Transparency is frequently regarded as a remedy to corruption, and blockchain technologies may be utilized to enhance transparency and record-keeping in procurement or other payments related to government projects, resulting in increased accountability and reduced opportunity for corruption. The Central Bank Digital Currencies (CBDC) have the potential to provide enhanced resiliency, safety, and availability at a lower expense. However, the efficiency gains of a CBDC are only useful in the absence of corruption. The censorship resistance provided by crypto is critical for someone fleeing a corrupt government as they try to protect their money’s value. Regulators, on the other hand, should not wait for definitive proof before taking action.
While the US explores digital currencies, China’s eYuan is already in 15 cities.
China rolled out its digital yuan to its 15th city this month, while the US has only just started to explore a digital dollar.

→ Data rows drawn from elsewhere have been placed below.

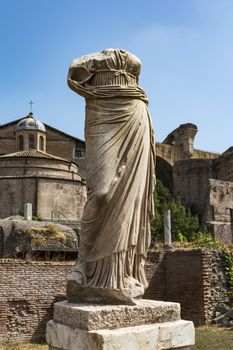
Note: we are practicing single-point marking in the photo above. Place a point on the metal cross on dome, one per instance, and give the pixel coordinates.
(31, 103)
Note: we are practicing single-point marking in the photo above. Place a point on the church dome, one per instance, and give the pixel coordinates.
(30, 123)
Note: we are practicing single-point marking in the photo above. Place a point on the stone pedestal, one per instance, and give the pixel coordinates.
(148, 325)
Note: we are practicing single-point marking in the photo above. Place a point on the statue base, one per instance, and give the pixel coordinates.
(148, 325)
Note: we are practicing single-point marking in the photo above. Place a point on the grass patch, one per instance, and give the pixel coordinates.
(207, 338)
(214, 338)
(46, 235)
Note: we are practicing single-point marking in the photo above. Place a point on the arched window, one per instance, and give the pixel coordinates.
(31, 142)
(41, 143)
(21, 142)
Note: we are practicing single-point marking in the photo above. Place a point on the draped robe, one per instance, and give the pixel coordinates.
(120, 163)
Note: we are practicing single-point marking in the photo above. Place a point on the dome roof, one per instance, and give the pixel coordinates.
(30, 123)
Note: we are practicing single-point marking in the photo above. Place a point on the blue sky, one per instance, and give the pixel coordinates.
(185, 47)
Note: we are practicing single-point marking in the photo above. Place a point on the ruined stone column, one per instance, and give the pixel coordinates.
(167, 227)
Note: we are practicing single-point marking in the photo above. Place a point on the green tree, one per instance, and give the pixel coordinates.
(184, 223)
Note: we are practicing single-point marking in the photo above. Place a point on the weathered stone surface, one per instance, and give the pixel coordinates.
(76, 293)
(23, 236)
(92, 317)
(175, 335)
(120, 158)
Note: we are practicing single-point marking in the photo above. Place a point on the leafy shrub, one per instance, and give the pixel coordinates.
(184, 224)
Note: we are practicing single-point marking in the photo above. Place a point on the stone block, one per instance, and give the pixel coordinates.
(92, 317)
(149, 325)
(168, 335)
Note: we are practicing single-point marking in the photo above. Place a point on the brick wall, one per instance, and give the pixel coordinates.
(194, 278)
(27, 293)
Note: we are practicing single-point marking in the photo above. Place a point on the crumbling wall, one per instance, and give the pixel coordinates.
(27, 293)
(194, 278)
(219, 210)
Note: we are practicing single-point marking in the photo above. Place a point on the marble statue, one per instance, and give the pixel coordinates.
(120, 162)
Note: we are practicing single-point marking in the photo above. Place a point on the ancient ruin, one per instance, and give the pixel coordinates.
(104, 310)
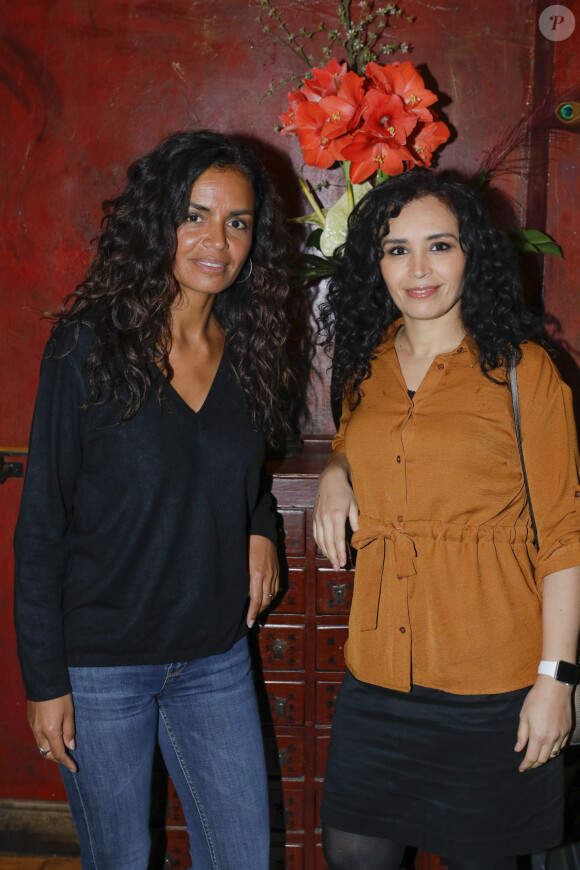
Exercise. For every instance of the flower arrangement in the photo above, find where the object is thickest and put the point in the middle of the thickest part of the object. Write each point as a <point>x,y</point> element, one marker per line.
<point>377,122</point>
<point>373,120</point>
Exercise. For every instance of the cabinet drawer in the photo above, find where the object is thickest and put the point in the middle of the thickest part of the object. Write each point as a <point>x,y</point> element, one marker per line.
<point>286,807</point>
<point>322,743</point>
<point>289,858</point>
<point>319,862</point>
<point>177,849</point>
<point>294,532</point>
<point>285,754</point>
<point>285,703</point>
<point>330,641</point>
<point>282,647</point>
<point>333,590</point>
<point>294,600</point>
<point>325,700</point>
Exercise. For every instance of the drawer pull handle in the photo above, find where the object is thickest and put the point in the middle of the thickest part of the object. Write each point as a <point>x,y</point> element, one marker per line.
<point>338,593</point>
<point>279,648</point>
<point>280,706</point>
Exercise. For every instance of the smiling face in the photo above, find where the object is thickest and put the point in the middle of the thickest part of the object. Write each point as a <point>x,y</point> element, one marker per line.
<point>214,241</point>
<point>423,263</point>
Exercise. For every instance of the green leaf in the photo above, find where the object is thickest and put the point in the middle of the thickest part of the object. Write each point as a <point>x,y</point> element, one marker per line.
<point>535,242</point>
<point>334,233</point>
<point>313,240</point>
<point>309,218</point>
<point>310,266</point>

The People’s Bank of China announced this month that it will expand the use of its digital yuan to four additional cities. While these moves suggest tighter capital controls, dollar dominance around the world minimizes any potential rise in a Chinese central bank’s digital currency (CBDC). The current payments system is mostly through third-party privately owned firms like Alipay or WeChat pay, however, it may change if usage grows.
The urgency surrounding a possible CBDC in the United States is based on determining whether there is any benefit, not whether America must keep up with China. If the United States developed its own digital currency, it would be significantly distinct from China’s digital yuan. The digital yuan is the latest step in China’s decades-long effort to exert more control over capital flows, but it does not jeopardize the dollar’s global standing. The US government is more trusted not to utilize a digital currency as a tool of control. They are less likely than the Chinese government to attempt to surveil the population using CBDCs.